Yesterday I didn’t post. I had time to do so after finishing my devotions ahead of leaving for church. However, I simply had nothing inspired within me to write, so I didn’t. Today I believe I know why.
I’ve had a couple troubling items on my mind. One is taking place today. I am doing some work with a neighboring school district that recently took some steps I detested. My reason for going to them today and tomorrow have nothing to do with the steps taken, but my attitude towards the leadership has been difficult. I will be working directly with them today and tomorrow. This morning God showed my that arrogance is from man’s pride and I needed to see mine before I go in His Name to the work He has me doing. He told me I am to go do the work I’m assigned to do and He would do the work He is assigned to do. I am not God and He hasn’t asked me to step into the trouble I’ve noted. I really needed to hear this and so now I’ve let it go and asked forgiveness for an “old me” attitude.

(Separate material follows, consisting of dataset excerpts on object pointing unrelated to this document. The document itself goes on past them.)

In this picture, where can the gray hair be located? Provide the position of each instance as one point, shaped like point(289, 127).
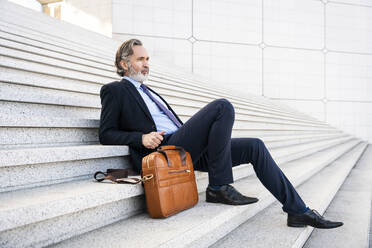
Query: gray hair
point(123, 53)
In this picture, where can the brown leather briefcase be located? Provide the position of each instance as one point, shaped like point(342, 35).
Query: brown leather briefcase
point(169, 180)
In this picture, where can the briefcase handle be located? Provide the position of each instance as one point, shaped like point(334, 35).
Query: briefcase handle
point(180, 150)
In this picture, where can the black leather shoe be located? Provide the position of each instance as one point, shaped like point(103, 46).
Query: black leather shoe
point(311, 218)
point(227, 194)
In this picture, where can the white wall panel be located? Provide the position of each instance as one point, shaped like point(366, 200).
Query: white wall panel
point(294, 23)
point(231, 66)
point(292, 73)
point(168, 18)
point(349, 28)
point(230, 21)
point(355, 2)
point(172, 52)
point(315, 109)
point(349, 76)
point(351, 117)
point(290, 64)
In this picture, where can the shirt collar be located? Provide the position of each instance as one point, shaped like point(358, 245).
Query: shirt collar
point(134, 82)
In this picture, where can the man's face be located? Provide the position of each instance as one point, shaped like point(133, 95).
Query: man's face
point(138, 66)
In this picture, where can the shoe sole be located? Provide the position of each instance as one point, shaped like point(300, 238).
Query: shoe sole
point(211, 200)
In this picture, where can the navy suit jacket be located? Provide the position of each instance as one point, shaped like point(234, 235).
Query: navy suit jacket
point(125, 118)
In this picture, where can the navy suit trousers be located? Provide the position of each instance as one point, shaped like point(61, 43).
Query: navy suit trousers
point(207, 137)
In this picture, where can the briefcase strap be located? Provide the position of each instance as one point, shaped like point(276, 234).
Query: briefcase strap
point(120, 176)
point(181, 151)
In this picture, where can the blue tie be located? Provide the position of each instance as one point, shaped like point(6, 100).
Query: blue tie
point(161, 106)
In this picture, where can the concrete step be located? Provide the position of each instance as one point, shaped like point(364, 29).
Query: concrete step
point(352, 205)
point(32, 62)
point(40, 109)
point(32, 167)
point(11, 39)
point(22, 77)
point(203, 85)
point(164, 85)
point(26, 167)
point(68, 209)
point(289, 153)
point(183, 82)
point(196, 227)
point(46, 39)
point(16, 50)
point(268, 228)
point(46, 94)
point(38, 21)
point(24, 93)
point(32, 130)
point(102, 41)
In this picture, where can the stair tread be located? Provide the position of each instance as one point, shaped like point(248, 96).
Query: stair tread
point(269, 229)
point(14, 203)
point(192, 224)
point(352, 205)
point(37, 155)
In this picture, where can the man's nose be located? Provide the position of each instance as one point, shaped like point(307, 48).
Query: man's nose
point(146, 64)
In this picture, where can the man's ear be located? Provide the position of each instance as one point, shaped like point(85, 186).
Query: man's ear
point(124, 65)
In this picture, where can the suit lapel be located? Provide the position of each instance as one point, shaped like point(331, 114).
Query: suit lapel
point(169, 107)
point(133, 91)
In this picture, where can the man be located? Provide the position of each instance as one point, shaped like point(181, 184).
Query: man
point(134, 115)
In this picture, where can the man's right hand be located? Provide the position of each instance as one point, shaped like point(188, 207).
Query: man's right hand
point(152, 140)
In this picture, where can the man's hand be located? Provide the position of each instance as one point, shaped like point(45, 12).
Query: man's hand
point(152, 140)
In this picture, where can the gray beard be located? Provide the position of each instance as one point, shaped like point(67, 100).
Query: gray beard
point(138, 76)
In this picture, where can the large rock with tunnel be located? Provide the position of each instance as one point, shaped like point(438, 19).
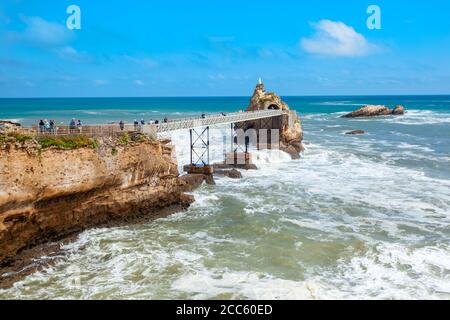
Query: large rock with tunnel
point(288, 125)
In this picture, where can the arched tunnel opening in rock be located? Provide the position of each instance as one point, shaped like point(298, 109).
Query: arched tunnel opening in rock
point(273, 107)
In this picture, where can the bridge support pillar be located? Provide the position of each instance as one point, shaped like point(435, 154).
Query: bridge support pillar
point(239, 154)
point(199, 143)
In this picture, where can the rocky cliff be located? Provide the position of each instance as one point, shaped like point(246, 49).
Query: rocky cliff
point(291, 131)
point(49, 193)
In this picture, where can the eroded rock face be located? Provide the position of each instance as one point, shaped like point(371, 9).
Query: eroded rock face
point(291, 131)
point(354, 132)
point(374, 111)
point(46, 195)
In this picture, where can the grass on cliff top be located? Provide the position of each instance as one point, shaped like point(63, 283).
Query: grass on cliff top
point(67, 142)
point(19, 137)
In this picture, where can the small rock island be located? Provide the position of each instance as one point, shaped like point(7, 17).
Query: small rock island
point(375, 111)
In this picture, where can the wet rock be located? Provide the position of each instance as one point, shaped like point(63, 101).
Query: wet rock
point(222, 165)
point(50, 194)
point(289, 124)
point(356, 132)
point(233, 173)
point(195, 180)
point(374, 111)
point(399, 110)
point(292, 151)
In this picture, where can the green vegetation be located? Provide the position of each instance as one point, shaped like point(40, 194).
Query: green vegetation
point(67, 142)
point(124, 139)
point(19, 137)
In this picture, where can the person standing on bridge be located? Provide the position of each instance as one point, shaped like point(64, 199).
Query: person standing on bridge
point(41, 126)
point(52, 126)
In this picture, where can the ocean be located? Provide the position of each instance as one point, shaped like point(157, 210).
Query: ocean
point(357, 217)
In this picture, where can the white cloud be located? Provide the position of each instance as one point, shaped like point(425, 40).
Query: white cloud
point(71, 54)
point(144, 62)
point(334, 38)
point(218, 76)
point(101, 82)
point(42, 33)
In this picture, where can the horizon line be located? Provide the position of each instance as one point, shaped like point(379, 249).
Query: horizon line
point(230, 96)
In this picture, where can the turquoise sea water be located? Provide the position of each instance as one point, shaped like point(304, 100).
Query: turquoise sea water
point(356, 217)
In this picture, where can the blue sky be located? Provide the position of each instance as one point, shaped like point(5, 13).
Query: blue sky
point(212, 48)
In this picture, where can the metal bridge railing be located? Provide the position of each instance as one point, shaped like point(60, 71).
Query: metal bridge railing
point(235, 117)
point(154, 129)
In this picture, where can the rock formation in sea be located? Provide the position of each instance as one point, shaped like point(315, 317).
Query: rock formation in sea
point(55, 187)
point(289, 124)
point(373, 111)
point(354, 132)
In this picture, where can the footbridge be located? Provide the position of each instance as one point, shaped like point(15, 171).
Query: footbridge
point(199, 136)
point(207, 121)
point(198, 128)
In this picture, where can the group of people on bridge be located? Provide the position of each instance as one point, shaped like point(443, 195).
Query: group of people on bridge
point(49, 126)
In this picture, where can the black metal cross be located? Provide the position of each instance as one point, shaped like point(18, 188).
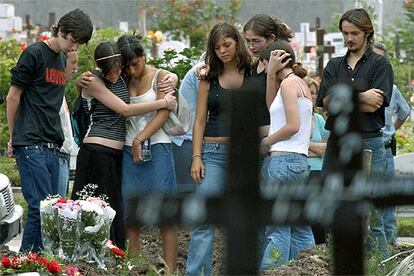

Secondly, the other thing God pointed out is regarding the landscaping wall I’m doing in my yard. I had my grandsons helping me this weekend and I wanted to get the most of it done with their help. The kids were eager to help, but it is hard, heavy work lifting those blocks and tearing down the old wall being replaced. I was going to drive us through the resistance and get as far as my mind saw us getting. Well, that didn’t happen and yesterday morning God pointed out that He didn’t want me persisting with the wall work on His Day. So, after I got home from church, the first words out of my grandson’s mouth were, “Grandpa, I don’t think we should be doing the wall today.” I told him I agreed and that we would enjoy the afternoon relaxing. This morning God showed me how much my attitude was reflecting my disgust for the unfinished projects my dad would start and then never finish. I’d hate that. My drive to get the work done was interfering with the relationship I want to keep with my grandsons. I’m awake to this now and it feels like a new creation’s work now and not that old me who is dead and in my past.
I truly want to live 24/7 as the new creation God has given me. I am learning and so grateful that our God is eternally patient.